# Computability and Logic

This page contains scribbles and random musings as I process the contents of *Computability and Logic*. It’s not really for public consumption (unless you happen to care about my specific confusions).

Something that bugs me is that there is a classification of (partial) recursive(ly enumerable) sets, functions, etc. but textbooks seem to only state *some* of these results, rather than presenting a table with *all* the results visible at once.

Let \(f : \mathbf N \to \mathbf N\) be a partial or total function. If the {domain / range} of \(f\) is {recursively enumerable / enumerable in increasing order} then \(f\) is ____.

Let \(A \subset \mathbf N\) be a {recursive / recursively enumerable / recursively enumerable in increasing order} set. Then \(A\) can be the {domain / range} of a {recursive / partial recursive / primitive recursive} function.

Also there are multiple ways to pass between functions and sets here.

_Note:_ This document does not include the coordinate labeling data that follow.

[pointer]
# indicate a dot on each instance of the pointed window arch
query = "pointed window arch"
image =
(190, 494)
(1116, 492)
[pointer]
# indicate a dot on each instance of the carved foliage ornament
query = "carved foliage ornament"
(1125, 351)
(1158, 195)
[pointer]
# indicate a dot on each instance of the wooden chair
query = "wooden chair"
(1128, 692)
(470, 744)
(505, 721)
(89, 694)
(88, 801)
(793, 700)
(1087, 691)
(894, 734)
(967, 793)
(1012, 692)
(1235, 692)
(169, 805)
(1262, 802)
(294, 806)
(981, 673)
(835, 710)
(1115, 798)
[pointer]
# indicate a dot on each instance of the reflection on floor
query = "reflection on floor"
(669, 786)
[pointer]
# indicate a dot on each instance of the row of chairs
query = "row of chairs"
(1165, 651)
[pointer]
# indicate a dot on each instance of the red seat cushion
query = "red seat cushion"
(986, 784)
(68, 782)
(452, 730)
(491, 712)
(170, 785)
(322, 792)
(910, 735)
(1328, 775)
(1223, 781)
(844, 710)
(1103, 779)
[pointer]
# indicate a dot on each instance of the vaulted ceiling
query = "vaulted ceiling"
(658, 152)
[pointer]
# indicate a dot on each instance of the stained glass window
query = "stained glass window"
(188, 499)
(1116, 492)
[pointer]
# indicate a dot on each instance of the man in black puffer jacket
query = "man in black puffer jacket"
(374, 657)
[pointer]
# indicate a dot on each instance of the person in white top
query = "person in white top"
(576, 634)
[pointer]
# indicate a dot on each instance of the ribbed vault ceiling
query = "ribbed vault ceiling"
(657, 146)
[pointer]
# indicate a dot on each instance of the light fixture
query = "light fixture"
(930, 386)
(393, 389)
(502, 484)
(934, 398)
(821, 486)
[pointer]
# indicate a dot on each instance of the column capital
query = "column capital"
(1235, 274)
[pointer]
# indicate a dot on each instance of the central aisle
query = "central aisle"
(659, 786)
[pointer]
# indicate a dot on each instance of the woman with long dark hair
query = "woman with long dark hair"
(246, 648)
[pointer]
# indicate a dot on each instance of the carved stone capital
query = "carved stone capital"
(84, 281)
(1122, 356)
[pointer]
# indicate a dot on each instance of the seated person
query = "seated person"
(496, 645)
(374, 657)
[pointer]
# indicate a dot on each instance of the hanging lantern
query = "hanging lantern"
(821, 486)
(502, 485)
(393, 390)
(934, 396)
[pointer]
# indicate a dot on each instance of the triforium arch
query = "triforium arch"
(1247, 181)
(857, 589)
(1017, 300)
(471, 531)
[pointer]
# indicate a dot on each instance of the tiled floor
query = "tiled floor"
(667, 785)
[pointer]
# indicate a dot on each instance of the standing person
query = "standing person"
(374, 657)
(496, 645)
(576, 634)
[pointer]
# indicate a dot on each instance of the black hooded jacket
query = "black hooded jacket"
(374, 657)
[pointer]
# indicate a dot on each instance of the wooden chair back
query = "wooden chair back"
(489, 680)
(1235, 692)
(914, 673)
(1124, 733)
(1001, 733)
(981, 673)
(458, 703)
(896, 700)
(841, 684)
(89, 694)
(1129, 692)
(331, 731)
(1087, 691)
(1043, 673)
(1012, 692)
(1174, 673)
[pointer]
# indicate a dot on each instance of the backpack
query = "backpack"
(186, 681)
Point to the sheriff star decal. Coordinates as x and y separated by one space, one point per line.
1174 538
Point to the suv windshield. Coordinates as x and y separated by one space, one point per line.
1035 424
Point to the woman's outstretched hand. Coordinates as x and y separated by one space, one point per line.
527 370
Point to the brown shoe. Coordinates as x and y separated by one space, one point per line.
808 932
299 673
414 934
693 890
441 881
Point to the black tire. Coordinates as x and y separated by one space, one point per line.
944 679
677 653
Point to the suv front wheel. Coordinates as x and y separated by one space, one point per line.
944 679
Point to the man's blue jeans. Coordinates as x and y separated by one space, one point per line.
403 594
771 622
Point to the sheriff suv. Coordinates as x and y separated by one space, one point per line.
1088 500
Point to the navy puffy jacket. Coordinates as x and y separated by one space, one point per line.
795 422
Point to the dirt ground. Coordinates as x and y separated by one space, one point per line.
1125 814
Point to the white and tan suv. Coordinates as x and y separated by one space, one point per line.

- One way to go from a set to a function is to take the characteristic function of the set.
- Another way to go from a set to a function is to make a function enumerate (possibly in increasing order) the set.
- Another way to go from a set to a function is to make the set the domain or range.
- Given a (partial) function, we can take the domain or range to get a set.
- We can define some relation, then quantify over some subset of the variables until we get a dimension we want, then define a set using that relation.
- Set theoretically, a function
*is*a set. But I don’t think you can say anything interesting about the set that the function happens to be.